Thursday, August 18, 2011

When you get fired ...

How many readers have ever been fired from a job? Been fired more than once?

How did it happen? What happened? Did you see it coming?

Is it like when The Donald shouts, "You're fired!"

Or did you show up for work one day and your car was the only car in the parking lot? The company had moved to Hong Kong, and nobody told you?

Or did the boss call you in and say, "Harry, we're making some changes, and your job is over today"?

Or did it happen the way one of my jobs ended, when my boss and I returned to the office in her car. I started to get out and she told me to hang on for a minute.

"Remember how you told me that you liked to be coached straight-up?" she asked. "Today is your last day." To this day I respect her for her direct approach and her honest words. I had noticed the small company's business shrinking and had guessed it was only a matter of time, before I'd be out the door. "Last hired, first fired," as they say.

Did your boss handle it during business hours at work? Or did your boss take the coward's way out and send someone else to do his dirty work? How far down the ladder did he push the dirty job?

Terminating an employee is a straight-forward, human resources matter. You don't send a low-level employee to the home of the employee being terminated to deliver the bad news. And you don't send more than one. And you don't send them in the middle of the night. And you don't send a person with a gun to deliver a termination letter!

You deal with it honestly, straight-forward, professionally and quickly. If you aren't man enough to handle it yourself, then you let the HR Department handle it.


Ralph G. said...

This goes to address the earlier blog about the termination letter and the comments about termination.

I dispute several statements.

Yes you can use lower level personnel to deliver the bad news as long as they are supervisory level people and you ALWAYS have more than one. This is for purposes of security and any vrification witness for any future litigation. This man carried a gun as part of his job so I would expect the people going there to be also armed. This appears common sense.

I was the Chief Operations Manager for a company employing several thousand personnel nationwide and nearly 300 locally. I worked in several company locations over a employment there of 23 years. When someone was terminated it was done with great apprehension. This day and the days following are notoriously the most likely time a discharged employee with seek retribution and return to commit workplace violence. Workplace violence is a serious problem in the US today and on a few occasions we had to have police escort personnel from the premise or block them when they tried to return.

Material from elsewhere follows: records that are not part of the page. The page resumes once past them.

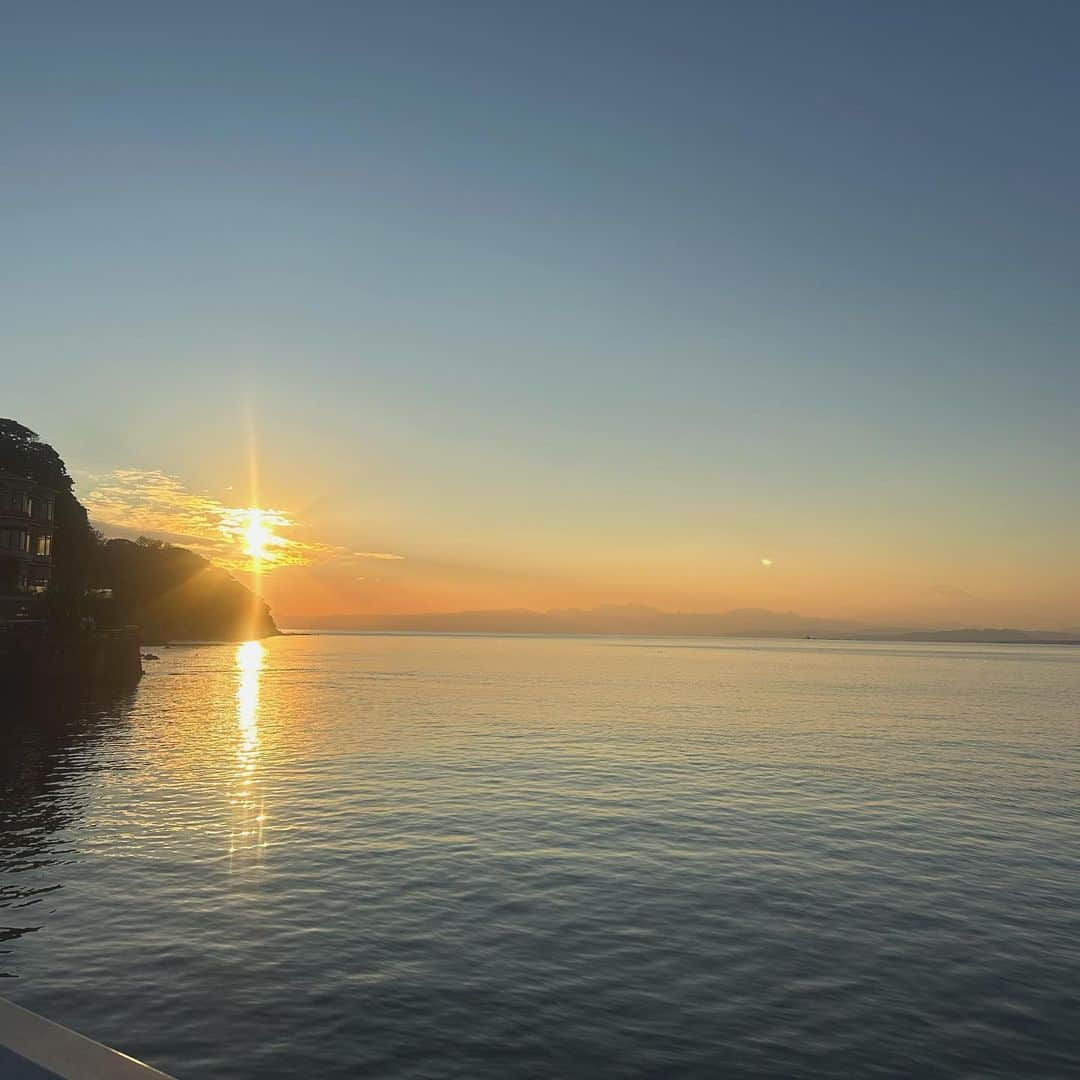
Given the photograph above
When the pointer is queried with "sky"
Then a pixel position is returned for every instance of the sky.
(554, 305)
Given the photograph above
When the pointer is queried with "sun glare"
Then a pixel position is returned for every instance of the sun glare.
(258, 536)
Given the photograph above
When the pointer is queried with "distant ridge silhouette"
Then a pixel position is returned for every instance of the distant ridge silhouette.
(639, 620)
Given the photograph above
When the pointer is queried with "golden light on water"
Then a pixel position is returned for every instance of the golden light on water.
(248, 811)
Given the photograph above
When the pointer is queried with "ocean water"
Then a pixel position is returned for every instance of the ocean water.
(484, 856)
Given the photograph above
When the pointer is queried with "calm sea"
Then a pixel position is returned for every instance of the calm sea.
(481, 856)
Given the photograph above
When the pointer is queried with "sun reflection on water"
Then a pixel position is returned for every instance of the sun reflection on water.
(248, 810)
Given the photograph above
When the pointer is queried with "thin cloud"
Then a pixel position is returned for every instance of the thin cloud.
(149, 502)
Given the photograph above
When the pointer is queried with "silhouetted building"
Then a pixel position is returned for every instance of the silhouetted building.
(26, 544)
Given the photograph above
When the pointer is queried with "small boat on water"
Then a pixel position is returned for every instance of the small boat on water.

Termination letters are very commonly delivered supervisors sometimes personally by HR. In some situations certified mail. Rarely is the Senor staff involved unless the person discharged was a supervisor. Being we were a local unit of 300, we also notified all areas and units of the termination. We were primarily a secure installation and even with photo ID card and locked doors, breaches of security had occurred. We did have 24 hour unarmed security but that was more aimed at facilities door and gate security.

Not knowing the entire history of this termination, it appears to be consistent with industry protocol and as a taxpayer, I would want everyone notified lest the person return and inflict harm. There are questions as to this mans grasp of reality.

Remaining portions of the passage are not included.